AURORA BASKET / Jesi decimata nulla può contro Rimini

Cuore e determinazione non portano punti, ma l’applauso finale del pubblico è il giusto riconoscimento a giocatori e staff

AURORA BASKET JESI – ALBERGATORE PRO RBR RIMINI    70-82  

JESI, 2 febbraio 2020Micevic operato al ginocchio, Casagrande out ancora out per almeno quindici giorni, Migliori fermo per una contrattura.

Difficile chiedere di più all’Aurora di oggi, che per metà gara gioca al pari, anzi meglio, della lanciatissima Rimini (decima vittoria in fila). Ad un certo punto, come prevedibile, le energie fisiche e mentali sono finite per gli arancioblu, ma ancora una volta Bottioni e compagni non hanno spento la luce, sudando stremati fino all’ultimo pallone.

Cuore e determinazione non portano punti, ma l’applauso finale del pubblico è il giusto riconoscimento a giocatori e uomini che stanno dando tutto per la causa. Si gioca dopo il toccante minuto di silenzio in ricordo di Kobe Bryant.

Jesi si aggrappa alla verve di Sgorbati ma soffre terribilmente a rimbalzo, con l’ex Rinaldi a spadroneggiare sotto le plance. Coach Ghizzinardi mescola le difese, chiede aiuto ai giovanotti che rispondono presente e trova in Lovisotto un buon punto di riferimento offensivo.

Gli esterni arancio blu scaldano la mano e trasformano in oro gli scarichi da centro area. Dopo il 23-24 con cui si chiude il primo quarto, l’Aurora prende il comando delle operazioni e gestisce costantemente un piccolo vantaggio.

A quel punte le giacchette grigie diventano protagoniste in negativo. Un tecnico alla panchina e almeno due fischiare discutibili aiutano gli ospiti nel ricucire e creare un piccolo allungo.

Un parziale di 2-9 fa andare le squadre all’intervallo lungo sul 43-47.

I Romagnoli ripartono di slancio e lo 0-7 iniziale spezza in due la partita.

Jesi trova con fatica la via del canestro, mentre gli ospiti gestiscono con autorità, pur sbagliando molto dalla lunetta. Al termine del periodo il tabellone dice 53-65. Batte forte il cuore Aurora e il 66-72 di metà parziale è una meravigliosa speranza di incredibile rimonta, spezzata subito però dalla solidità ospite.
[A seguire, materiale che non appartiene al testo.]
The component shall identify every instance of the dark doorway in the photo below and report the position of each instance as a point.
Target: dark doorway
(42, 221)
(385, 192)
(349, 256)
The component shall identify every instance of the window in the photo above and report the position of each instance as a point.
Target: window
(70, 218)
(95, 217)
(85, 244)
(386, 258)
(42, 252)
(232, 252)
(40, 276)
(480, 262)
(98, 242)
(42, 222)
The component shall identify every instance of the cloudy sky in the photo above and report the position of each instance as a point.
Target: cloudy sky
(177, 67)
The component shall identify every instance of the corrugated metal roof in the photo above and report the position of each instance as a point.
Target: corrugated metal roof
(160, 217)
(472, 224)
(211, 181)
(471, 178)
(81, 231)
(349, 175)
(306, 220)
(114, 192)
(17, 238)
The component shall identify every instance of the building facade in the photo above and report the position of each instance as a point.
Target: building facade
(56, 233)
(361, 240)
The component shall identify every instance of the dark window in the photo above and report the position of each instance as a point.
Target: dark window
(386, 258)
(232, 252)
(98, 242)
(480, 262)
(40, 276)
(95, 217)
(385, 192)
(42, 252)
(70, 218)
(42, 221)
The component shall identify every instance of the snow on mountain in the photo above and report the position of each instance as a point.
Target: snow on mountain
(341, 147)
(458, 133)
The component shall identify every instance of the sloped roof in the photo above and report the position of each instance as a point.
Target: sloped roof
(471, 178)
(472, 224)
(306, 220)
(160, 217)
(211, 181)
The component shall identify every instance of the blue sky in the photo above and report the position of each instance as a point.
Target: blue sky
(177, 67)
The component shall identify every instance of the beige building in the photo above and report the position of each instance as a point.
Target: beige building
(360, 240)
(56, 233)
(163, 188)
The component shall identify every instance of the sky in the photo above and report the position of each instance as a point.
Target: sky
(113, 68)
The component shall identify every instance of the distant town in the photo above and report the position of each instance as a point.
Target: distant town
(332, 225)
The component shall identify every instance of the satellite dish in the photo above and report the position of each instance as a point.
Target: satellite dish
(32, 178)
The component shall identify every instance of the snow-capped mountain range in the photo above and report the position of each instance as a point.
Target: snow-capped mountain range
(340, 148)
Si chiude sul 70-82.

Complimenti a Rimini e giù il cappello ai leoni arancioblu, aspettando che il branco si ripopoli, finalmente.

 

AURORA BASKET JESI: Sgorbati 15, Bottioni 14, Konteh, Giacché 6, Lovisotto 16, Montanari, Giampieri 7, Magrini 12. All. Ghizzinardi

ALBERGATORE PRO RBR RIMINI: Pesaresi 7, Moffa 4, Rivali 5, Bedetti L. 6, Simoncelli 11, Bedetti F. 16, Rinaldi 19, Broglia 12, Ambrosin 2.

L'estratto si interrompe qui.